快捷導(dǎo)航

Python讀取文件的四種方式的實(shí)例詳解

更新時(shí)間：2022年03月25日 11:11:24 作者：天天開心學(xué)編程

這篇文章將從做核酸采集這一實(shí)際問題出發(fā)，詳細(xì)講解Python讀取文件的四種方式，文中的示例代碼講解詳細(xì)，感興趣的小伙伴可以了解一下

故事背景：最近在處理Wikipedia的數(shù)據(jù)時(shí)發(fā)現(xiàn)由于數(shù)據(jù)量過大，之前的文件讀取和數(shù)據(jù)處理方法幾乎不可用，或耗時(shí)非常久。今天學(xué)校安排統(tǒng)一核酸檢查，剛好和文件讀取的過程非常相似。正好借此機(jī)會和大家一起從頭梳理一下幾種文件讀取方法。

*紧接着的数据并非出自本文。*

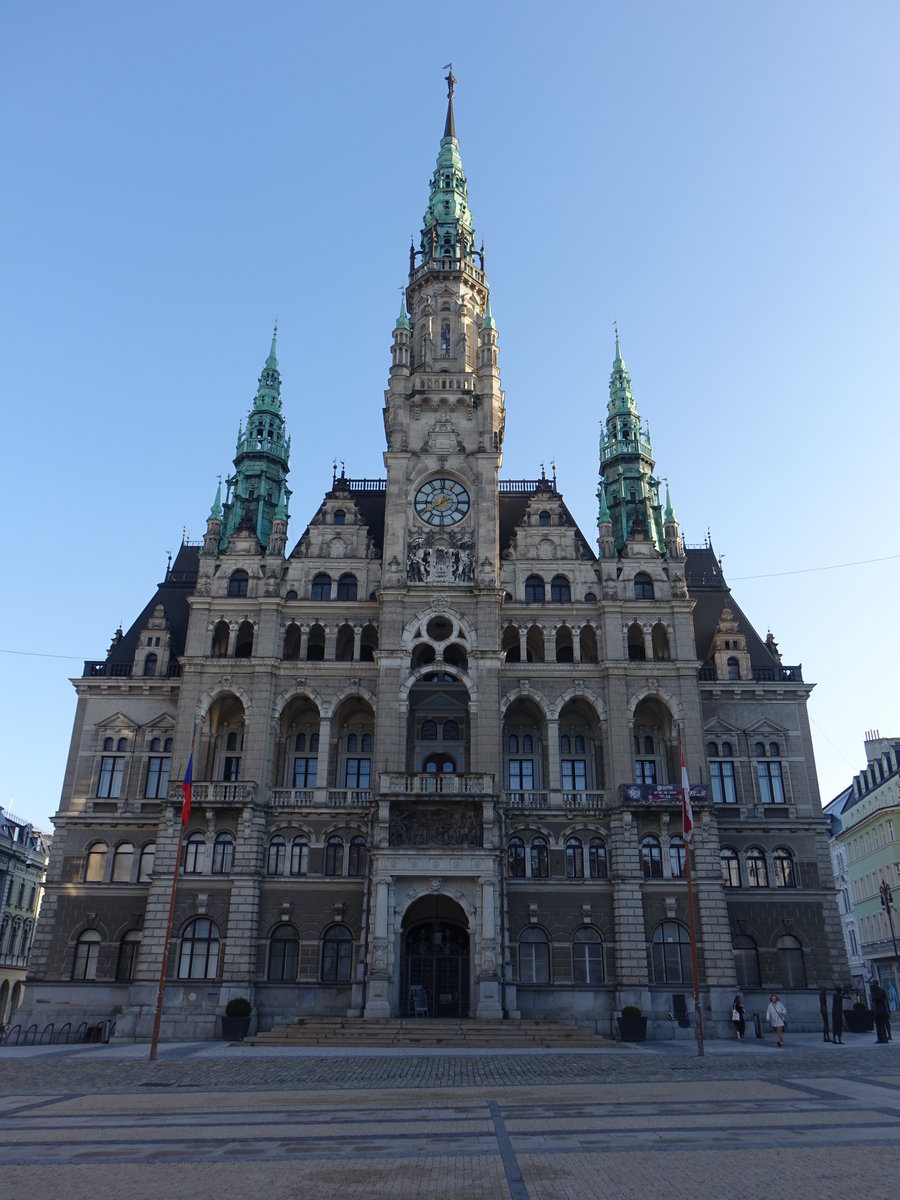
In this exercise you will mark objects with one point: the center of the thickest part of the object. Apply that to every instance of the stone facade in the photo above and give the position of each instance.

故事設(shè)定：現(xiàn)在學(xué)校要求對所有同學(xué)進(jìn)行核酸采集，每位同學(xué)先在宿舍內(nèi)等候防護(hù)人員（以下簡稱“大白”）叫號，叫到自己時(shí)去停車場排隊(duì)等候大白對自己進(jìn)行采集，采集完之后的樣本由大白統(tǒng)一有序收集并儲存。

名詞解釋：

學(xué)生：所有的學(xué)生是一個(gè)大文件，每個(gè)學(xué)生是其中的一行數(shù)據(jù)
宿舍：硬盤
停車場：內(nèi)存
核酸采集：數(shù)據(jù)處理
樣本：處理后的數(shù)據(jù)
大白：程序

學(xué)生數(shù)量特別少的情況

當(dāng)學(xué)生數(shù)量特別少時(shí)，可以考慮將所有學(xué)生統(tǒng)一叫到停車場等候，再依次進(jìn)行核酸采集。

方法一：簡單情況

此時(shí)的程序可以模擬為：

import time
from typing import List
 
 
def pick_all_students(dorm: str) -> List[str]:
    with open(dorm, "rt", encoding="utf8") as fin:
        students = fin.readlines()
        return students
 
 
def pick_sample(student: str) -> str:
    time.sleep(0.01)
    sample = f"{student.strip()}'s sample"
    return sample
 
 
def process(dorm: str, sample_storeroom: str) -> None:
    with open(sample_storeroom, "wt", encoding="utf8") as fout:
        students = pick_all_students(dorm)
        for student in students:
            sample = pick_sample(student)
            fout.write(f"{sample}\n")
            fout.flush()
 
 
if __name__ == "__main__":
    process(
        "student_names.txt",
        "sample_storeroom.txt"
    )

注意，在第19行中，大白一次性把所有同學(xué)都叫到了停車場中。這種做法在學(xué)生比較少時(shí)做起來很快，但是如果學(xué)生特別多，停車場裝不下怎么辦？

停車場空間不夠時(shí)怎么辦？

方法二：邊讀邊處理

一般來說，由于停車場空間有限，我們不會采用一次性把所有學(xué)生都叫到停車場中，而是會一個(gè)一個(gè)地處理，這樣可以節(jié)約內(nèi)存空間。

import time
from typing import Iterator
 
 
def pick_one_student(dorm: str) -> Iterator[str]:
    with open(dorm, "rt", encoding="utf8") as fin:
        for student in fin:
            yield student
 
 
def pick_sample(student: str) -> str:
    time.sleep(0.01)
    sample = f"{student.strip()}'s sample"
    return sample
 
 
def process(dorm: str, sample_storeroom: str) -> None:
    with open(sample_storeroom, "wt", encoding="utf8") as fout:
        for student in pick_one_student(dorm):
            sample = pick_sample(student)
            fout.write(f"{sample}\n")
            fout.flush()
 
 
if __name__ == "__main__":
    process(
        "student_names.txt",
        "sample_storeroom.txt"
    )

這里pick_one_student函數(shù)中的返回值是用yield返回的，一次只會返回一名同學(xué)。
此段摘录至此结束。